Weaviate, a vector database provider, has announced the addition of three new agents to its development stack, designed to facilitate the development of generative AI-based applications. These agents, which are modular agentic workflows, utilize large language models (LLMs) and prompts to interact dynamically with data in Weaviate.
The three agents showcased by Weaviate are the Query Agent, Personalization Agent, and Transformation Agent. According to Noel Yuhanna, principal analyst at Forrester, these agents could help developers automate their processes for building AI applications and enable natural language interactions with data. The agents are expected to be made available as a separate service, allowing developers to simplify complex query workflows, organize datasets, and personalize agent behavior.
The Query Agent, currently available in Public Preview, is aimed at helping developers simplify complex query workflows and boost RAG pipelines by querying data using natural language. This eliminates the need for constructing a query understanding pipeline, which Weaviate claims is challenging to build, maintain, and requires specialized expertise. Instead, the Query Agent uses function calling, which structures queries using predefined function calls in JSON format, with optional arguments for search, filters, aggregation, and grouping.
The Transformation Agent, on the other hand, allows developers to augment and organize datasets with a single prompt. Use cases include cleaning and organizing raw data for AI, generating and enriching metadata, automatically categorizing, labeling, and preprocessing data, or even translating the entire dataset. The Personalization Agent is targeted at personalizing agent behavior, enabling developers to tailor the agents to their specific needs.
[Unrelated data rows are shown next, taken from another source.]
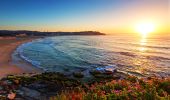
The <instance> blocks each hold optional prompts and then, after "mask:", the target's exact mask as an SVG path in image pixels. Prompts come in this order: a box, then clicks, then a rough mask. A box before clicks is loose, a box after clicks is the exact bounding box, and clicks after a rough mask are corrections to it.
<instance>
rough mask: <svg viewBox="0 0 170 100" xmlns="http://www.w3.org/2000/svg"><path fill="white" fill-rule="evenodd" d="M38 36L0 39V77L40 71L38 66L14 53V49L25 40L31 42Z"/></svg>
mask: <svg viewBox="0 0 170 100" xmlns="http://www.w3.org/2000/svg"><path fill="white" fill-rule="evenodd" d="M35 39H38V37H33V38H32V37H22V38H20V37H19V38H17V37H7V38H4V37H3V38H1V39H0V42H1V43H0V46H1V49H0V56H1V57H0V78H3V77H5V76H7V75H21V74H23V73H36V74H37V73H42V72H43V71H42V70H41V69H39V68H36V67H34V66H33V65H31V64H30V63H28V62H26V61H24V60H23V59H22V58H20V57H19V55H17V54H16V49H17V48H18V47H19V46H20V45H22V44H24V43H27V42H31V41H33V40H35Z"/></svg>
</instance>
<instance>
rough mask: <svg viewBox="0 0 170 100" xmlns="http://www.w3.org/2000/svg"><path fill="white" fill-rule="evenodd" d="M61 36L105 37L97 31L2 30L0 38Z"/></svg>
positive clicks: (0, 35)
mask: <svg viewBox="0 0 170 100" xmlns="http://www.w3.org/2000/svg"><path fill="white" fill-rule="evenodd" d="M60 35H105V34H104V33H100V32H97V31H81V32H39V31H27V30H21V31H11V30H0V36H60Z"/></svg>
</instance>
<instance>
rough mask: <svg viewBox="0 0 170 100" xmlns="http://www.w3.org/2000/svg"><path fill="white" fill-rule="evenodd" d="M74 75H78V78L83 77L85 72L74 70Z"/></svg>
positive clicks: (76, 76)
mask: <svg viewBox="0 0 170 100" xmlns="http://www.w3.org/2000/svg"><path fill="white" fill-rule="evenodd" d="M73 76H74V77H76V78H83V77H84V75H83V73H81V72H74V73H73Z"/></svg>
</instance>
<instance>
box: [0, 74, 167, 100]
mask: <svg viewBox="0 0 170 100" xmlns="http://www.w3.org/2000/svg"><path fill="white" fill-rule="evenodd" d="M93 74H97V75H98V74H100V73H98V72H97V73H96V72H94V73H93ZM74 75H75V76H76V77H77V78H69V77H68V76H66V75H64V74H62V73H56V72H46V73H42V74H38V75H31V76H30V75H28V74H24V75H21V76H13V75H9V76H8V77H6V78H4V79H2V80H1V81H0V100H6V99H7V98H8V99H14V98H17V99H24V100H30V99H31V100H34V99H38V100H40V98H43V99H45V98H46V99H47V100H49V99H50V100H170V78H157V77H149V78H147V79H142V78H141V79H139V78H137V77H134V76H127V77H126V78H125V79H114V78H113V79H107V78H106V79H104V78H101V77H100V78H99V80H100V81H99V80H97V79H96V77H94V79H93V81H91V82H86V83H82V82H81V81H79V78H82V77H83V76H82V73H78V72H77V73H74ZM109 76H110V75H109ZM101 79H103V80H101ZM56 93H57V94H56ZM44 94H45V95H46V96H45V97H44ZM46 99H45V100H46Z"/></svg>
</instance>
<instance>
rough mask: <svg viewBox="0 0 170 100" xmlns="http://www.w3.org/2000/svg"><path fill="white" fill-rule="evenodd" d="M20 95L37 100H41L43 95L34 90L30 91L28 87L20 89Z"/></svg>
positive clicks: (23, 96)
mask: <svg viewBox="0 0 170 100" xmlns="http://www.w3.org/2000/svg"><path fill="white" fill-rule="evenodd" d="M20 95H21V96H22V97H30V98H33V99H36V100H39V98H41V93H40V92H38V91H36V90H33V89H29V88H27V87H21V89H20Z"/></svg>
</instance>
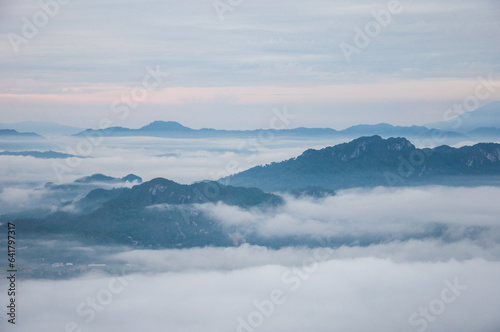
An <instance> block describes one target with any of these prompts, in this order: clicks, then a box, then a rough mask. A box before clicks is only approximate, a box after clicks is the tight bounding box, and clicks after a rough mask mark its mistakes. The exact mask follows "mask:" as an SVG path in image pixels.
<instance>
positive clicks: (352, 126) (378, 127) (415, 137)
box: [339, 123, 467, 141]
mask: <svg viewBox="0 0 500 332" xmlns="http://www.w3.org/2000/svg"><path fill="white" fill-rule="evenodd" d="M339 133H341V134H342V135H343V136H345V137H355V138H357V137H361V136H374V135H378V136H381V137H383V138H389V137H406V138H409V139H411V138H432V137H444V138H446V139H447V140H450V139H453V140H457V139H458V141H461V140H465V139H467V136H466V135H464V134H460V133H456V132H453V131H444V130H440V129H429V128H427V127H424V126H409V127H403V126H393V125H390V124H387V123H379V124H375V125H357V126H352V127H349V128H347V129H344V130H341V131H340V132H339Z"/></svg>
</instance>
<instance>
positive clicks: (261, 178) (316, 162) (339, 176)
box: [220, 136, 500, 192]
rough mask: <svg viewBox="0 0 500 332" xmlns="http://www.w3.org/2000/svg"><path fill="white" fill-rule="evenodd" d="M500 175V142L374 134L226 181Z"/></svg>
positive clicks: (337, 185) (266, 189) (458, 178)
mask: <svg viewBox="0 0 500 332" xmlns="http://www.w3.org/2000/svg"><path fill="white" fill-rule="evenodd" d="M499 178H500V144H493V143H481V144H476V145H474V146H465V147H462V148H459V149H455V148H451V147H449V146H440V147H437V148H434V149H428V148H426V149H417V148H416V147H415V146H414V145H413V144H412V143H411V142H410V141H408V140H407V139H406V138H389V139H383V138H381V137H380V136H371V137H361V138H358V139H355V140H353V141H351V142H349V143H344V144H339V145H336V146H333V147H327V148H324V149H321V150H313V149H310V150H307V151H305V152H304V153H303V154H302V155H300V156H298V157H296V158H292V159H289V160H286V161H282V162H279V163H272V164H269V165H265V166H257V167H254V168H251V169H249V170H247V171H244V172H241V173H238V174H235V175H232V176H230V177H227V178H224V179H221V180H220V181H221V183H224V184H231V185H236V186H247V187H250V186H252V187H258V188H261V189H262V190H265V191H282V192H285V191H291V190H294V189H298V188H303V187H307V186H320V187H323V188H326V189H332V190H337V189H342V188H352V187H375V186H401V185H422V184H449V185H450V184H451V185H466V184H472V183H483V182H484V183H485V184H489V183H491V182H492V181H494V180H495V179H496V180H495V181H498V179H499ZM482 181H483V182H482Z"/></svg>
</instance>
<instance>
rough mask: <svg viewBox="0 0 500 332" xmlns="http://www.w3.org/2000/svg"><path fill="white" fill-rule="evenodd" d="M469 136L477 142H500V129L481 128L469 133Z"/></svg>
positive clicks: (479, 127) (473, 130) (487, 127)
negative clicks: (499, 140)
mask: <svg viewBox="0 0 500 332" xmlns="http://www.w3.org/2000/svg"><path fill="white" fill-rule="evenodd" d="M467 136H469V137H471V138H474V139H477V140H481V139H484V140H488V141H498V140H500V128H494V127H479V128H476V129H474V130H472V131H469V132H468V133H467Z"/></svg>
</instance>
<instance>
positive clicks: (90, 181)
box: [75, 173, 142, 183]
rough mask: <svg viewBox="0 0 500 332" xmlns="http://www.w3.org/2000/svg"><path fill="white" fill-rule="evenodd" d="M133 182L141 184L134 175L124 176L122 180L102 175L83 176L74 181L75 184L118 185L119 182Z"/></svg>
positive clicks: (105, 175)
mask: <svg viewBox="0 0 500 332" xmlns="http://www.w3.org/2000/svg"><path fill="white" fill-rule="evenodd" d="M127 181H128V182H134V181H137V182H138V183H141V182H142V178H141V177H139V176H137V175H135V174H129V175H127V176H124V177H122V178H114V177H112V176H107V175H104V174H100V173H97V174H93V175H90V176H85V177H83V178H79V179H76V180H75V183H93V182H104V183H120V182H127Z"/></svg>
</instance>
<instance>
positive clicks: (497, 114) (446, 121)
mask: <svg viewBox="0 0 500 332" xmlns="http://www.w3.org/2000/svg"><path fill="white" fill-rule="evenodd" d="M459 112H463V110H457V113H459ZM426 127H429V128H437V129H442V130H452V131H457V132H460V133H467V132H470V131H473V130H475V129H477V128H481V127H495V128H500V101H495V102H492V103H489V104H486V105H484V106H482V107H480V108H478V109H477V110H475V111H471V112H465V113H462V114H460V115H458V116H456V117H454V118H452V119H450V120H448V121H441V122H436V123H431V124H428V125H426Z"/></svg>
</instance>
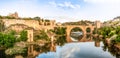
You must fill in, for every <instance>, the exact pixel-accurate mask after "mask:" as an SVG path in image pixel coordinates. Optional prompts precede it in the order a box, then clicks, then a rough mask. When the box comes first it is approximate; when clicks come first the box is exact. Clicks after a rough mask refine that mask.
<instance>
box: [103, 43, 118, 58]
mask: <svg viewBox="0 0 120 58" xmlns="http://www.w3.org/2000/svg"><path fill="white" fill-rule="evenodd" d="M103 43H104V46H103V50H104V51H108V52H110V53H111V54H112V55H113V56H116V58H120V49H119V48H118V47H117V45H116V44H110V45H107V44H106V43H105V42H103Z"/></svg>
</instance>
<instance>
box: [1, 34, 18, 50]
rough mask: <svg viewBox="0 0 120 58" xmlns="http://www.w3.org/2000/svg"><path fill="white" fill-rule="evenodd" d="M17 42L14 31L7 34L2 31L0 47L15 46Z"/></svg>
mask: <svg viewBox="0 0 120 58" xmlns="http://www.w3.org/2000/svg"><path fill="white" fill-rule="evenodd" d="M15 42H16V37H15V35H14V34H13V33H12V32H10V33H7V34H4V33H0V47H3V48H9V47H13V45H14V43H15Z"/></svg>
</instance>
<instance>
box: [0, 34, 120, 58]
mask: <svg viewBox="0 0 120 58" xmlns="http://www.w3.org/2000/svg"><path fill="white" fill-rule="evenodd" d="M84 38H88V39H87V40H91V39H92V40H93V41H86V42H72V43H69V42H68V43H67V42H66V40H65V39H66V37H65V36H61V37H57V39H56V40H55V41H53V42H49V43H46V44H45V45H44V46H40V45H28V47H27V52H26V54H19V55H21V56H23V57H24V58H119V57H120V49H118V48H116V47H115V46H114V45H111V46H108V45H105V43H102V42H100V40H99V39H98V38H93V37H92V36H90V35H88V36H87V35H86V36H85V37H84ZM0 52H1V51H0ZM109 52H110V53H109ZM0 55H1V53H0ZM15 56H16V55H15ZM2 58H10V57H6V56H5V57H2ZM11 58H12V57H11ZM13 58H14V57H13Z"/></svg>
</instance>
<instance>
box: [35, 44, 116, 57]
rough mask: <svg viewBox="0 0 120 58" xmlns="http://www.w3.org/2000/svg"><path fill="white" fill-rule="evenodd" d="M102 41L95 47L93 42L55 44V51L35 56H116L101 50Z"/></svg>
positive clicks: (105, 51)
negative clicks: (55, 50) (62, 44)
mask: <svg viewBox="0 0 120 58" xmlns="http://www.w3.org/2000/svg"><path fill="white" fill-rule="evenodd" d="M102 47H103V43H102V42H100V46H99V47H96V46H95V42H73V43H66V44H65V45H64V46H56V51H55V52H47V53H42V54H39V55H38V56H37V57H36V58H116V57H115V56H113V55H111V54H110V53H109V52H108V51H104V50H103V48H102Z"/></svg>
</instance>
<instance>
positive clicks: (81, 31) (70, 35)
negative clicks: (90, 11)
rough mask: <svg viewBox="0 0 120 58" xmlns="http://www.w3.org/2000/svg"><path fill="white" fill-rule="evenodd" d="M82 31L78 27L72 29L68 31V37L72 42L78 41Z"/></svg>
mask: <svg viewBox="0 0 120 58" xmlns="http://www.w3.org/2000/svg"><path fill="white" fill-rule="evenodd" d="M83 33H84V32H83V30H82V29H81V28H80V27H74V28H72V29H71V31H70V37H71V40H72V41H79V40H80V39H82V37H83V35H84V34H83Z"/></svg>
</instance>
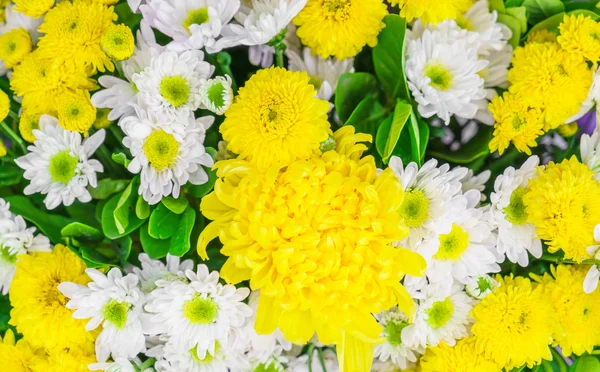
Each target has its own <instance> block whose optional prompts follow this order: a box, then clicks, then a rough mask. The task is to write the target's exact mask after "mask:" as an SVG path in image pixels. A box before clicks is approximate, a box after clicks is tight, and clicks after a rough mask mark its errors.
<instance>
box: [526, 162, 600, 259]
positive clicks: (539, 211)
mask: <svg viewBox="0 0 600 372" xmlns="http://www.w3.org/2000/svg"><path fill="white" fill-rule="evenodd" d="M523 202H524V203H525V209H526V211H527V214H528V215H529V222H531V223H533V224H534V225H535V229H536V233H537V234H538V236H539V237H540V238H541V239H543V240H545V241H546V244H547V245H548V250H549V251H550V252H556V251H558V250H561V249H562V250H563V251H564V253H565V257H566V258H568V259H574V260H576V261H578V262H581V261H582V260H584V259H586V258H589V254H588V253H587V252H586V248H587V247H588V246H590V245H594V244H595V240H594V227H595V226H596V225H597V224H599V223H600V184H599V183H598V181H596V180H595V179H594V172H592V171H591V170H590V168H588V166H587V165H585V164H582V163H580V162H579V161H578V160H577V159H576V158H575V156H573V157H572V158H571V159H570V160H563V161H562V162H561V163H560V164H555V163H553V162H550V163H549V164H548V165H546V167H545V168H539V169H538V173H537V175H536V177H534V178H533V179H532V180H531V181H530V182H529V192H528V193H526V194H525V195H524V196H523Z"/></svg>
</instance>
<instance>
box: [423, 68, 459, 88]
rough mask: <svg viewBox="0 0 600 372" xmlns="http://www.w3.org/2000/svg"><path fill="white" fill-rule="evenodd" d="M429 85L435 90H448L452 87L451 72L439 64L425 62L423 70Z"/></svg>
mask: <svg viewBox="0 0 600 372" xmlns="http://www.w3.org/2000/svg"><path fill="white" fill-rule="evenodd" d="M423 72H424V73H425V76H427V77H428V78H429V79H430V80H431V83H430V85H431V86H432V87H434V88H435V89H437V90H448V89H450V88H451V87H452V71H450V69H449V68H448V67H446V66H444V65H442V64H441V63H439V62H427V64H426V65H425V68H424V70H423Z"/></svg>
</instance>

Industry analysts believe that Weaviate's move is in line with the growing trend of integrating agents to automate various functions and processes to accelerate AI workloads. "The advantages of these agents are that they can evolve independently, making it easier for enterprises to adopt them quickly than committing to a single, all-encompassing AI solution," explained Yuhanna.
However, Bradley Shimmin, global technology analyst at The Futurum Group, notes that Weaviate is not the first vendor to use generative AI to augment and automate tasks for developers, database administrators, data scientists, and even business users. Shimmin views these agents as clever marketing, with Weaviate being the first vector database provider to market agents as a family of developer-focused tools.
The release of Weaviate agents comes at a time when the database landscape is rapidly changing, with a growing number of vector databases to choose from, particularly among stand-alone players like Weaviate, Qdrant, Faiss, Chroma, and Milvus. Shimmin believes that Weaviate's move may help the company compete somewhere between stand-alone and traditional database offerings, such as PostgreSQL, Oracle Database, or Microsoft Cosmos DB.
Weaviate's target customers for these agents are startups and small and medium enterprises. During the Preview phase, the agents will be free to use as part of Weaviate Serverless Cloud and its free developer sandbox, with detailed pricing to be updated in the future.
In conclusion, Weaviate's introduction of AI-powered agents marks a significant step forward in simplifying AI application development and data interaction. As the database landscape continues to evolve, it will be interesting to see how Weaviate's agents impact the industry and how the company plans to establish a rich developer ecosystem around these agents.